My Mother's Hips by West Duwaji
- Venture Literary Magazine

- Apr 25
- 4 min read
7/9/2010
When my little head reached the bottom of my mother’s hips, the willow tree was still singing in
the backyard of my grandmother’s house in Damascus. The grape vines still wrapped around the wires woven through a tunnel that we would run through, needing to be held over my father’s shoulder just to reach a ripe one. The swimming pool where I would fall in love with bodies of water still filled up every summer we visited. The swing still creaked everytime my legs pushed towards the sun. The cards still played under the mosaic baby blue dome my grandfather designed. He was the architect that helped build the home where all my favorite childhood memories lie.
3/25/2013
It has been three years since I've stepped foot in Damascus and I can now touch my mother’s
shoulders if I am on my tip toes. Home has been a difficult thing to define. I was born in a small
city in New Jersey, spent most of my childhood in Syria and now I live in Dubai. I don’t know
where my heart belongs. Will I ever find out? Or will I always be searching for an answer?
9/13/2018
Now 7 years since the civil war started, my head reaches farther than my mothers heart and I can feel it yearning for the summers we shared. Broken, because she will never be able to touch not even a fragment of the house her father created, that now has become nothing but rubble.
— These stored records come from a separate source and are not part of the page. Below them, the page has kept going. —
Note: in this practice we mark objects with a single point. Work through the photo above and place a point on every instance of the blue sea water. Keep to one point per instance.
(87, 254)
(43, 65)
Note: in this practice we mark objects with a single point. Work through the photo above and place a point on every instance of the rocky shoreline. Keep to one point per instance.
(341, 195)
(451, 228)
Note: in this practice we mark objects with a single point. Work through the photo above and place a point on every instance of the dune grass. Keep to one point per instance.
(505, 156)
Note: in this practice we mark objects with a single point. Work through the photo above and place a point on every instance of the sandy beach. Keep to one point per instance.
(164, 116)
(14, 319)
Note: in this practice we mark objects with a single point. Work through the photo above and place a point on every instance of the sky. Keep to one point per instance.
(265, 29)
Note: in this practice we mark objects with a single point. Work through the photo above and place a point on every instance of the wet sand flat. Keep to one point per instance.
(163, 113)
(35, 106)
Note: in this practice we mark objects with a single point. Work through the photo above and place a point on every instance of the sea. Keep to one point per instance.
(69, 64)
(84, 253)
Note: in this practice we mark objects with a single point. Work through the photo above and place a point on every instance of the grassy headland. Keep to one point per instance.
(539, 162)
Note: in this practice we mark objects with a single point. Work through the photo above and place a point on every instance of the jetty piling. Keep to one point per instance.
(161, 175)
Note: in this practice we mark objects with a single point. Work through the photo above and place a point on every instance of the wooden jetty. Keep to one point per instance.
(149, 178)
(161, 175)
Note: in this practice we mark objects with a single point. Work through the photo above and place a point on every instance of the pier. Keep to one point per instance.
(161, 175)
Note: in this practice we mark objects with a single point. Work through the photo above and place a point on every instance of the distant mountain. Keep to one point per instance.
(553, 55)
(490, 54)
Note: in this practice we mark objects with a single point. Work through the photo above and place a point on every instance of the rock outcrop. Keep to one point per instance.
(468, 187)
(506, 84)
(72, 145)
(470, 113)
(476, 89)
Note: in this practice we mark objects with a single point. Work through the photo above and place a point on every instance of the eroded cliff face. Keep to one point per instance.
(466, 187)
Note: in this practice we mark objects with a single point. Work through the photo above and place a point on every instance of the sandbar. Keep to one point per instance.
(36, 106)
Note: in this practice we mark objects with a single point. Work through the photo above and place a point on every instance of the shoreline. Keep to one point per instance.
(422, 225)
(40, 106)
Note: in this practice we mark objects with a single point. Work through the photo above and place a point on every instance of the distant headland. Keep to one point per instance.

The house came crashing down, with any hopes of us returning. Our memories taken by the rebels in the form of picture frames and family heirlooms that my mother was waiting to hand down. She is still craving the calmness the smell of wardata al Yasmeen and her mother’s kibbeh labanieh on a cold summer night would bring her. Missing her little children running around the willow tree we used to play house, getting lost in its long branches. She will never get that back. And neither will I. And neither will my beloved sister. We are stuck mourning the place that brought harmony into our lives, the places where all happiness was stored and it will forever be there, waiting for us to come back.
6/30/2024
I turn on the news today, in my studio apartment, 5,513 miles from my grandmother's house in
Damascus. The AC was blaring in the 90 degree weather Boston has once a year. But the TV
blared louder. I hear “AL JAZEERA BREAKING NEWS: ISRAELI STRIKE HITS SYRIA’S
LATAKIA, STATE MEDIA REPORTS.” I stare at the screen frozen and even though Latakia is a neighboring city, a couple hours away from my family, I know I need to check on them. Because it is never only one news story. I text my mother asking her if my family is okay and I'm stuck in a never ending cycle that I can't escape from. I wait with shaking hands, hopelessly for the news that we know we never want to hear. Another mosque blown to nothingness. Another person missing. Another person found, but dead. I left Syria many moons ago and I left a part of me there. Everytime I hear my country will never recover from the wars it's engulfed in, that part breaks a little and soon there will be nothing left of it.
9/21/2024
It gets cold here in a way it doesn’t back home, and 3 years later I’m still not used to it. I am not
used to a lot of things. The buildings look different, the food tastes bland, the leaves are changing color and I started dating a white girl who doesn't understand my language. I can feel her trying but I feel like I'm split in half. She once asked me “What is it you say when you are about to leave?” and I went “What? Yalla? You don’t know what that means?” and she looked at me, with a blank face and went “Of course not, I’m uncultured”. I laughed and kissed her to change the subject. I didn’t know how to tell her that this 5 letter word could mean a million things. I didn't know how to tell her that I wish I didn’t have to explain it to her.
11/2/2024
I wake up every morning and I play Fairuz while I make myself the same breakfast my mother
used to make for me, a plate with 2 boiled eggs, a dollop of labneh, half a cucumber cut into
slices and warm pita to dip. And I’m transported back to my childhood, sitting with my
grandfather on the red tareebeza couch while he was drinking his white coffee telling me stories about all the mosques he designed and how he helped reconstruct Syria, and I remember being so enthralled with his life and wishing I could savor this moment forever. “Don’t forget that Syria will always be in our hearts, Habibti, no matter what”, he told me. And 10 years later I wish I could tell him he was right.